While we all wish for an easy, trouble-free and enjoyable learning experience, we all realize it’s not always the case. Your job as a parent is neither about ALWAYS pleasing your child, nor it is about ALWAYS doing everything you can to put a smile upon your child's angel face. Nobody is happy all the time, but we sure can learn how to cope with adversity and have faith in the future. In the midst of all that crying and shouting, remember that you are a parent guiding a child through learning experiences. It’s not at all that YOU are the cause of all that crying; rather, it’s the choice HE made and the awareness of the consequences associated with his choice.
Consistency and coherence
Although you make a point of giving your child a choice and taking the time to make sure your rules are clear, if you lack consistency and coherence in your discipline and expectations, the unwanted behaviours you are trying to stamp out will persist. It is essential that your child can anticipate your reaction.

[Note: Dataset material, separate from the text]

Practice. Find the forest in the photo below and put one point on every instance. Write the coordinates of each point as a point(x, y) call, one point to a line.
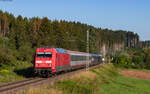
point(20, 36)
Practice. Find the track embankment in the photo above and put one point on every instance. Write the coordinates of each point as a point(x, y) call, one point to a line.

Have your child learn to bond with you
One of the most effective ways to bond with your child is by spending quality time with him. The closer you are to your child, the more he’ll try to please you. The best moments are often the simplest, just like the time you spend playing his favourite game, tickling, tinkering, and cooking, and so on.
Unfortunately, there is no miracle formula to eliminate the “Terrible Two.” Despite your focus on establishing a number of habits, this stage is always a tough time to get through, even for your little angel crowned with horns! You will surely need to be patient and plan time away from the children.